Tutorial
Advancing Data Selection for Foundation Models: From Heuristics to Principled Methods
Jiachen (Tianhao) Wang · Ludwig Schmidt · Ruoxi Jia
West Ballroom C
Data selection is a critical step in training and fine-tuning foundation models, significantly impacting model performance and training efficiency. Existing approaches deployed in foundation models' data curation pipelines have primarily relied on heuristic methods, which, while practical, often lack a theoretical basis and can lead to suboptimal performance. This tutorial aims to bridge the gap between heuristic practices and emerging principled methods that offer systematic, theoretically grounded approaches to data selection.

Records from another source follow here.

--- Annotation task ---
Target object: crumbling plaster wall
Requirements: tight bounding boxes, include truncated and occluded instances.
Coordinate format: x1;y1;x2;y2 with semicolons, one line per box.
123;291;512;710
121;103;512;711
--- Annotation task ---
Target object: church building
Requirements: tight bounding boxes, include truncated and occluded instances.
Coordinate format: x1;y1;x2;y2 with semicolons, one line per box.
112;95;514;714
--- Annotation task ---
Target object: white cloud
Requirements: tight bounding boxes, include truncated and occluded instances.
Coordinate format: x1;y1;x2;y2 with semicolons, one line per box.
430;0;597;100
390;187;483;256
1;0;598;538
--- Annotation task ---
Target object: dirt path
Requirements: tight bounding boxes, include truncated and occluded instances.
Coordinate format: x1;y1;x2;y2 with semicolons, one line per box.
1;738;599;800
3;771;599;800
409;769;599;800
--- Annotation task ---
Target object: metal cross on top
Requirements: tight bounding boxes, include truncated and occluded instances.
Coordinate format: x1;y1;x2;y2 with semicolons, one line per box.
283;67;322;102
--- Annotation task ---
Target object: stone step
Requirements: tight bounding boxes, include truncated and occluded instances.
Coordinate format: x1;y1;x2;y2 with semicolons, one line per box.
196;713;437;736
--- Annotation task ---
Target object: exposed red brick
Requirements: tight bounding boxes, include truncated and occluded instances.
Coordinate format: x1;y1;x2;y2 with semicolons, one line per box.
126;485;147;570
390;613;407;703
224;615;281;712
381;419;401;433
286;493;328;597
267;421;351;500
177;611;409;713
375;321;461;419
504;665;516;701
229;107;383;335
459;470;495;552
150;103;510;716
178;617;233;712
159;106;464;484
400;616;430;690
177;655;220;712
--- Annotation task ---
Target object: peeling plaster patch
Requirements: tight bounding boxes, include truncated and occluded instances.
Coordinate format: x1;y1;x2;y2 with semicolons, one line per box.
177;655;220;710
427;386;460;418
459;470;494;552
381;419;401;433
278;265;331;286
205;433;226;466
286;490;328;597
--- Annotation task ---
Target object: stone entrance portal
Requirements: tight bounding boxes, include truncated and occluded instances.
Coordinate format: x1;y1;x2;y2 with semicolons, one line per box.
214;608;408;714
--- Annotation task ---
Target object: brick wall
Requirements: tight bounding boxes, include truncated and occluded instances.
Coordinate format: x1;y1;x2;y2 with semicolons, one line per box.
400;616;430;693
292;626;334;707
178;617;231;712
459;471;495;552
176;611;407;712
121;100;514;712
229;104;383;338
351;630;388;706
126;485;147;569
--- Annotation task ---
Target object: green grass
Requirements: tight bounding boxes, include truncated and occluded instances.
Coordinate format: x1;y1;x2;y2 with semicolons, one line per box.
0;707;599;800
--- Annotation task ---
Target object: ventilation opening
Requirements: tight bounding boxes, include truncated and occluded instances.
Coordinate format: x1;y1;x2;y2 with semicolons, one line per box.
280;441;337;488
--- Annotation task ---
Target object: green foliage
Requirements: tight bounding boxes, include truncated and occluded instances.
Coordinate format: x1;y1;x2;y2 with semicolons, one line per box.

We will begin by discussing the algorithmic foundations for data selection. This includes attribution-based approaches, diversity-based approaches, and methods that directly optimize for final model performance. These techniques will be introduced as instantiations of the unified framework of utility function maximization. Next, we will review the data selection techniques currently deployed in the foundation model training pipeline, such as rule-based data filtering, examining their strengths and limitations. Finally, we will introduce recent advances in developing principled data selection methods for foundation models, including both data point-level and source-level data selection. By the end of this tutorial, attendees will gain a deeper understanding of the theoretical underpinnings of data selection, practical knowledge of current data selection heuristics for foundation models, and insights into the research frontier in principled data selection techniques.